— Estou com fome e atrasada, mãe!

— Quando você não está com fome? Come e eu te dou uma carona. — Deixou o bolo em cima da bancada e observou a cara de desespero da filha. — Aonde você vai às 06h00 da manhã? – Bárbara não conseguiu se conter, precisava perguntar.

— Antes fosse 06h00. Deve ser umas 06h30 agora. Preciso estar na faculdade até 07h15, tenho prova na primeira aula. – Mesmo achando graça no jeito exasperado dela, Bárbara não podia fingir que não se preocupava com a ansiedade da filha.

— Ah, querida... Você está muito estressada. Ainda são 06h00. Come seu bolo com calma. Não devia trabalhar tanto, é muito nova para ficar ansiosa desse jeito. – Sophie não conseguia identificar se sua mãe estava de gozação ou não. Decidiu conferir.

— Droga! – Exclamou, tirando o celular do bolso para entender a tranquilidade de sua mãe. — Coloquei o celular para despertar às 05h30 para não me atrasar e estou agindo como se estivesse atrasada. – A risada de sua mãe não diminuiu sua indignação. Sophie então começou a contar um dos motivos por estar daquele jeito. — Ultimamente só aparecem pessoas querendo vender coisas inúteis e ficam bravas por eu não conseguir compradores. Mas como explicar isso sem dizer que os produtos são inúteis? – Sua mãe mal conseguia acompanhar o que a filha dizia, ela intercalava entre reclamar e mastigar. — E olha que tem pessoas querendo comprar e vender de tudo na internet. – Revirou os olhos igual seu pai.

— Se quiser parar de trabalhar... Você sabe que podemos cuidar de tudo e você pode tirar férias depois de seis anos. O que acha? – Sugeriu, mas com cautela, conhecia bem demais sua cria.

— Acabei de entrar na faculdade, estou tirando minha habilitação, não quero ser sustentada e não posso parar agora, mãe. – Bufou. Odiava pensar em se tornar um estorvo para seus pais, já achava que morar com eles, apesar de conveniente, era errado. Continuava ali porque gostava de estar perto deles. — Já recebi essa proposta antes. Gosto do que faço, sou boa nisso. Só quero reclamar de vez em quando. Lembrando que, vocês não me deixam pagar por nada. – Outra coisa que a irritava, uma vez chegou ao cúmulo de pegar as contas da casa escondida. Pagou, mas levou uma bronca depois. — É bom ter o meu dinheiro e minha liberdade. Foram vocês que me ensinaram o real valor do dinheiro e o que significa ser responsável, agora não podem reclamar!

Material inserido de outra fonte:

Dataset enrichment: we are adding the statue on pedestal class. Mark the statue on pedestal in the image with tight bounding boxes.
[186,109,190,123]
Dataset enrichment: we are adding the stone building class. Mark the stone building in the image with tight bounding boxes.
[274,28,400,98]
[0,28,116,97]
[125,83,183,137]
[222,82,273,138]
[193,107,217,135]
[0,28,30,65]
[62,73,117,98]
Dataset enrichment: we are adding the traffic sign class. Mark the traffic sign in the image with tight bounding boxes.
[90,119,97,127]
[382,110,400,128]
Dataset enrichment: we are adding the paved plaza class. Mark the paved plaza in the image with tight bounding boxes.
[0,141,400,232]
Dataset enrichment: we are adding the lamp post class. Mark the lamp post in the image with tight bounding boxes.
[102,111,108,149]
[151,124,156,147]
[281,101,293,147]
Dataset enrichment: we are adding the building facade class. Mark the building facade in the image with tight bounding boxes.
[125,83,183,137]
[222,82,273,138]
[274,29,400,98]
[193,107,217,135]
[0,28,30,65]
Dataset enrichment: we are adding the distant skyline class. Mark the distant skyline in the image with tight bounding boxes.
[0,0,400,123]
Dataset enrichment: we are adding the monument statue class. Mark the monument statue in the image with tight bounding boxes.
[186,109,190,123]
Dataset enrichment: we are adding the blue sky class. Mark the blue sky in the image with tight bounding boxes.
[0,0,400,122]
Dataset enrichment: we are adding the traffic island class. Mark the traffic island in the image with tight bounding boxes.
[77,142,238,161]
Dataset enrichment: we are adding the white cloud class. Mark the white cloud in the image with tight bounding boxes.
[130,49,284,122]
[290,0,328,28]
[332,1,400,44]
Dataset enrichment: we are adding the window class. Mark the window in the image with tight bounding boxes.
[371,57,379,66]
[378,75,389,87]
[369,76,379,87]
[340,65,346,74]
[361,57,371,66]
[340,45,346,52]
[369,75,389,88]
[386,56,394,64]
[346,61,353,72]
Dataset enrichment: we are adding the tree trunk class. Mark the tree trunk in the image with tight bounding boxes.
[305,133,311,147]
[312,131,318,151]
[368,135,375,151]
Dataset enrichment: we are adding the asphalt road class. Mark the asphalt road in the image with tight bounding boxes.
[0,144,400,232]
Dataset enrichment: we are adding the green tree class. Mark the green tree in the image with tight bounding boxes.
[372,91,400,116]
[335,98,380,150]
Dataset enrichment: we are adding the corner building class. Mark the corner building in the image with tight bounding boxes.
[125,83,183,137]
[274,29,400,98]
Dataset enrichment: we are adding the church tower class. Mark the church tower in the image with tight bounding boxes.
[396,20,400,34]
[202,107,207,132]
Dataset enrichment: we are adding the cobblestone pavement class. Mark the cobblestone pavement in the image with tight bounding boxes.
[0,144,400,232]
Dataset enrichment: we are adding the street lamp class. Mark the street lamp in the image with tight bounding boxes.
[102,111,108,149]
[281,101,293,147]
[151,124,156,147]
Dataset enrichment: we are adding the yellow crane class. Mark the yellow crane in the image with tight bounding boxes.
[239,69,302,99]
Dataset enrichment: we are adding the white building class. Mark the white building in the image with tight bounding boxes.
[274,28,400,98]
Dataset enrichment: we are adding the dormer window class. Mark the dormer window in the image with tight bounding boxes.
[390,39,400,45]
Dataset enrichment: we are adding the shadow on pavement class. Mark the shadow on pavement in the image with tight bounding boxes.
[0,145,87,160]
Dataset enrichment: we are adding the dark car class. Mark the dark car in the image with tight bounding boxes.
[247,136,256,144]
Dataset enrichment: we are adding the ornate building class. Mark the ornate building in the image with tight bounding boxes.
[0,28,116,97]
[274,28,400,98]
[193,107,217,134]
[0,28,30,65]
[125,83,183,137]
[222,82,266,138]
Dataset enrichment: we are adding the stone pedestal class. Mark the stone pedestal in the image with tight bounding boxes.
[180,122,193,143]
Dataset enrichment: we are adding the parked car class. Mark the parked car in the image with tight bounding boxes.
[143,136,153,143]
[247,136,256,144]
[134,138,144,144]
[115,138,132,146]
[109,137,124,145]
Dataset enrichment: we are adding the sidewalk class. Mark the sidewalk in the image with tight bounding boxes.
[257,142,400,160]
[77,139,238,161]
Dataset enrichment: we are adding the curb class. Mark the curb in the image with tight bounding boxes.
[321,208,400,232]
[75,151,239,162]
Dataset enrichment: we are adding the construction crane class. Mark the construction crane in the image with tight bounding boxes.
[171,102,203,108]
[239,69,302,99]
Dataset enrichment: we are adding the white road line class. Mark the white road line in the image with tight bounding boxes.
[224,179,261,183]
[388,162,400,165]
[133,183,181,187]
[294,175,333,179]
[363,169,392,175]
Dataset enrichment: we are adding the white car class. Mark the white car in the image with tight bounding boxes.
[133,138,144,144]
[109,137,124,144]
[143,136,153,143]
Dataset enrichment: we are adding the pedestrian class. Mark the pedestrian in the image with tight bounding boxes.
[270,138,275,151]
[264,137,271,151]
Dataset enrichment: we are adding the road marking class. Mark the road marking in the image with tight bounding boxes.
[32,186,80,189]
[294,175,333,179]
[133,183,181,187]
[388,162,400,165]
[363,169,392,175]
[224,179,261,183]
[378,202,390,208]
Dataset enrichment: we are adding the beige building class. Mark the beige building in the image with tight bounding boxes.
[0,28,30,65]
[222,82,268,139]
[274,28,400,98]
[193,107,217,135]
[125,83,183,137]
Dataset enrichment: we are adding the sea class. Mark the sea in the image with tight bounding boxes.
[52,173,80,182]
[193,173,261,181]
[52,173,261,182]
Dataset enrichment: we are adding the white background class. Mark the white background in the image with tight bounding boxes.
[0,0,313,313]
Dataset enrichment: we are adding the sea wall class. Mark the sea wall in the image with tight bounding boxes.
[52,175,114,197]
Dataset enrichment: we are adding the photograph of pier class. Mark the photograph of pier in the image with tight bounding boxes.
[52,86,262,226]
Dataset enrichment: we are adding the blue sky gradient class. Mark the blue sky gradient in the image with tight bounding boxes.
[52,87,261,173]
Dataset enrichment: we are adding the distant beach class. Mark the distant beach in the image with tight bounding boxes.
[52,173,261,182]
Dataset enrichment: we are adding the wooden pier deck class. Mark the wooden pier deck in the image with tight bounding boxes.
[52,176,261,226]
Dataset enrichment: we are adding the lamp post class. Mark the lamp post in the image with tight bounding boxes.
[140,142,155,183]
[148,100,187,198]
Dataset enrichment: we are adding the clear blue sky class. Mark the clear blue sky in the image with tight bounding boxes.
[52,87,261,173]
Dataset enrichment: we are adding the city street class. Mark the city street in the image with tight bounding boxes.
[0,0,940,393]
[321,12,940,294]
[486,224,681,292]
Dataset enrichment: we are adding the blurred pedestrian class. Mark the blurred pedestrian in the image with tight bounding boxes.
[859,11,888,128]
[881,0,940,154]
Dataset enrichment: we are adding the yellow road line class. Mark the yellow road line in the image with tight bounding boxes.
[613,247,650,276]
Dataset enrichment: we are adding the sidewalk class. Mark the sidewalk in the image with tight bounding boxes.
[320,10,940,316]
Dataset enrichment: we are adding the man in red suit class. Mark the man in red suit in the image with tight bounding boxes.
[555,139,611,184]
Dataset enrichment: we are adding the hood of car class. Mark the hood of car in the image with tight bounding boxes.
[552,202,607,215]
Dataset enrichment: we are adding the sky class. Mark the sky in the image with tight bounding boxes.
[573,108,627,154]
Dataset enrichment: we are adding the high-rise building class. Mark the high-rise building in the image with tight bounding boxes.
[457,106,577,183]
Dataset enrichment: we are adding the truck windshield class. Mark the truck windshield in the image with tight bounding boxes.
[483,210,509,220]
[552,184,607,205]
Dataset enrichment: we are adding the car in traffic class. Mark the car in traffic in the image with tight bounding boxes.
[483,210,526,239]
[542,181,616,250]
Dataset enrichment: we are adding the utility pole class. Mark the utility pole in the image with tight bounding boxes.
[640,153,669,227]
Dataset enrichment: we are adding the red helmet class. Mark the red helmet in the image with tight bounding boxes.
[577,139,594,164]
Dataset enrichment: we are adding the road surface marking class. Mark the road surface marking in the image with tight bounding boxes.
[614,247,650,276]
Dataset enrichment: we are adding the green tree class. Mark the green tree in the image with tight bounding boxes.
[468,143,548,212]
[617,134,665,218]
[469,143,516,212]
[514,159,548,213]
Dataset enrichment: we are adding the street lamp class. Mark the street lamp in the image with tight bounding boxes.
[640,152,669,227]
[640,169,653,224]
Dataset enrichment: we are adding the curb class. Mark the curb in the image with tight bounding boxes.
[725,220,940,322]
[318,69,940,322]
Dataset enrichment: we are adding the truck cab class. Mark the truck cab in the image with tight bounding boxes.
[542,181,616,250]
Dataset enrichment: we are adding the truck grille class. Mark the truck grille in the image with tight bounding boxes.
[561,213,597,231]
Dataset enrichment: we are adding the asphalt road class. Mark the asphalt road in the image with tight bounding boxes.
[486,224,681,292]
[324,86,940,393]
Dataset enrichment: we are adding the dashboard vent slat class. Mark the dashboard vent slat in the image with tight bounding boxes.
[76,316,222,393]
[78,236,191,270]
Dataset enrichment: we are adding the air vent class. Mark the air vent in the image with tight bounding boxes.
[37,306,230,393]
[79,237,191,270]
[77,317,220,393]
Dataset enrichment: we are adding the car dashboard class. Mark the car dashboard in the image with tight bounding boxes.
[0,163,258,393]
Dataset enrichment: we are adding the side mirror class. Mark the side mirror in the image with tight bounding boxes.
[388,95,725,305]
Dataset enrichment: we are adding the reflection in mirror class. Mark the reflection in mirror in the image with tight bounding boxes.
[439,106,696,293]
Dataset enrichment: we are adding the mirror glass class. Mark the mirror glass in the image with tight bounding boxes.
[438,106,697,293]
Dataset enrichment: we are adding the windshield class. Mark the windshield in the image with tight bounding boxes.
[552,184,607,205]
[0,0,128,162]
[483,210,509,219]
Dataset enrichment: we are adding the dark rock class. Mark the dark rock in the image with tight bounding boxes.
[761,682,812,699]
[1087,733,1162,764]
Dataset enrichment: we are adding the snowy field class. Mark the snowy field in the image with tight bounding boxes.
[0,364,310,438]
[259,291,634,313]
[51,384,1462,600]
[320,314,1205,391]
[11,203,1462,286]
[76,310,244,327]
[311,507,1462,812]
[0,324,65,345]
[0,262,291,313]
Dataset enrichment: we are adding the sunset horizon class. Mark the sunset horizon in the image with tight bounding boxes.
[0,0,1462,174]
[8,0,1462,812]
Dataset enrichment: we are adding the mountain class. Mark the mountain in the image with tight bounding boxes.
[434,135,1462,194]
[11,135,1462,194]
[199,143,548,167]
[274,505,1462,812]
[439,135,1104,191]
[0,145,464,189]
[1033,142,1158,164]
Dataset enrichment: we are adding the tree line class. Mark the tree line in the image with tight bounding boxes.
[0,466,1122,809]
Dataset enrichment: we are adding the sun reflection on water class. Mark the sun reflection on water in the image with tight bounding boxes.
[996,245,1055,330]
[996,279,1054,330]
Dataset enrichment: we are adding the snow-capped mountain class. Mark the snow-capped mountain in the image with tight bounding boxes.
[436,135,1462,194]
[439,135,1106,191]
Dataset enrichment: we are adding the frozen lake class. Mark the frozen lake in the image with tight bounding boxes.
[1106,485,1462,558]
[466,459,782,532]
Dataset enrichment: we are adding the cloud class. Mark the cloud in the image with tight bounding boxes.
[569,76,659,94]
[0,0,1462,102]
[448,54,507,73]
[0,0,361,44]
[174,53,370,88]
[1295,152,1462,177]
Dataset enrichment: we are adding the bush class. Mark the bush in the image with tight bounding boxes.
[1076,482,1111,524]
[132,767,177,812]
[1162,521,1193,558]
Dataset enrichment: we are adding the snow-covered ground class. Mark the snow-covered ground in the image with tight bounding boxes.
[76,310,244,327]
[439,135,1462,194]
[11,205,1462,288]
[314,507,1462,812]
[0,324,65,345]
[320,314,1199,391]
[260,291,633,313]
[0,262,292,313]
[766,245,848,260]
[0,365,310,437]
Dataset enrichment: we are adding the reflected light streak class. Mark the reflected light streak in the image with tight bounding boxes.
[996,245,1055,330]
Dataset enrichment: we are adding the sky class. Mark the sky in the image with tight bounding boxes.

— Isso é verdade, mas não sei se te ensinamos na época certa. Afinal, você trabalha desde os treze anos, estuda muito e sai pouco. Certo que quando você sai não tem hora para voltar, sabe o que tem que fazer e tudo mais... – Bárbara soltou um suspiro longo ao pensar na confiança que sempre depositou em Sophie. — A verdade, minha filha, é que você age como uma velha e tem apenas 18 anos.

— Obrigada, Dona Bárbara! Velha... – Fez uma careta ao repetir a palavra. — Era só o que estava faltando, depois de precoce, CDF e isolada, agora sou velha. Isso é perfeito! Definiu bem sua filha.

— Não seja dramática! Eu só quero reclamar de vez em quando. – repetiu a frase, em tom sarcástico. — Posso?

— Só se sua filha precoce, CDF, isolada, velha e dramática... – Apontou para si e riu. — Viu? Estou evoluindo... Puder reclamar também!

— Pode. – Bárbara indicou o bolo com um olhar. — Agora come para ocupar a boca.

Sophie voltou a comer, agora mais relaxada e aproveitando para fazer valer o título de dramática, abrindo a boca com exagero. As duas começaram a rir.

Bárbara e Rogério não precisavam se preocupar com a filha, mas agiam como pais agiriam. Aos 38 anos, Bárbara tinha uma filha quase tão responsável quanto ela, com apenas algumas escorregadas naturais da idade.